Figure 3b shows the experimentally measured SOA input–output curves, and it can be seen that excessive input power provides higher output power but also leads to SOA gain saturation.
At the receiver, the received optical power (ROP) of the signal was adjusted using a variable optical attenuator (VOA), and the polarization state was controlled by a polarization controller (PC). The tunable semiconductor laser (TSL) with an output power of 12 dBm and a linewidth of 100 kHz was used as the local oscillator. Subsequently, the signal was intradyne-detected by a 25 GHz integrated coherent receiver (ICR), generating two IQ signals. Next, the detected signal was digitized at a rate of 160 GSa/s using a real-time digital signal analyzer (DSA). We performed offline DSP on the received data using MATLAB. Initially, the PAM4 complex signal formed by the combination of the two IQ signals was subjected to matched filtering and then downsampled by a factor of 4. Next, we determined the starting point of the corresponding training sequence by calculating the correlation between the received signal and the training sequence. Then, the training sequence was used to optimize and obtain the best tap coefficients for the PA-DFE and MA-DFE, thereby equalizing the PAM4 signal. Finally, PAM4 signals are hard-determined and demapped, and then the BER is calculated.
The experimentally measured MZM transmission curve is depicted in
Figure 4a. When employing it for intensity modulation, the DC bias voltage setting affects the extinction ratio of the PAM4 signal. Typically, setting the DC bias point at the quadrature point ensures linear output from the MZM. However, this configuration typically results in a lower extinction ratio of the PAM4 signal, thereby reducing its resistance to interference. If the DC bias voltage is adjusted to achieve a high extinction ratio, the offset of the bias point will cause a part of the MZM output to enter the nonlinear region, resulting in signal distortion. Similarly, this issue arises when using EAM for PAM4 modulation.

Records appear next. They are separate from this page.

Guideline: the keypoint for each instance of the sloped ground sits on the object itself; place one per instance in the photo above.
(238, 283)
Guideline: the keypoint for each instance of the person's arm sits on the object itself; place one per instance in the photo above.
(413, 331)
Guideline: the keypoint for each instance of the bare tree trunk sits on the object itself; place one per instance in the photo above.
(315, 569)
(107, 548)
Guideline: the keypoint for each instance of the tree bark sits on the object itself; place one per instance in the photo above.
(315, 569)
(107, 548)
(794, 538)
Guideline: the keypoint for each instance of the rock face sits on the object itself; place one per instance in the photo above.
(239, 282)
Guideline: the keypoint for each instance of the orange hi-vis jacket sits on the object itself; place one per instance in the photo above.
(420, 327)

It is worth emphasizing that our proposed PA-DFE and MA-DFE can mitigate these nonlinear impairments to some extent, so that the optimal bias point may not be at the quadrature point. To determine the optimal bias voltages for different equalizers in this system, we incrementally increased the bias voltage from 3.5 V to 4.5 V during experiments. The PA-DFE, MA-DFE, PA-FFE, and MA-FFE were used to equalize the PAM4 signals under different bias voltages, which were captured in a back-to-back (BtB) case with an ROP of −22 dBm.
Figure 4b illustrates the bias voltage versus BER curves for different equalizers. It can be seen that the PA-FFE and MA-FFE achieve the lowest BER at a bias voltage of 4.175 V (orthogonal point: Q1), while the PA-DFE and MA-DFE reach their lowest BER at 3.825 V (non-orthogonal point: Q2).
We define the extinction ratio of PAM4 as the ratio of the maximum amplitude to the minimum amplitude of the signal. To show the difference in extinction ratio more clearly,
Figure 4c,d show the constellation diagrams of the received PAM4 signals at low rates when the bias points are Q1 and Q2. It can be seen that the amplitude of the PAM4 signal at the quadrature point Q1 is in the range of [0.5, 3], while the amplitude of the PAM4 signal at the non-quadrature Q2 point is in the range of [0, 3]. Therefore, the extinction ratio of the PAM4 signal at Q2 is higher. Although the non-orthogonal point introduces nonlinear distortion, the MA-DFE and PA-DFE can effectively compensate for signal nonlinear distortions, and thus the advantage of high extinction ratio is presented.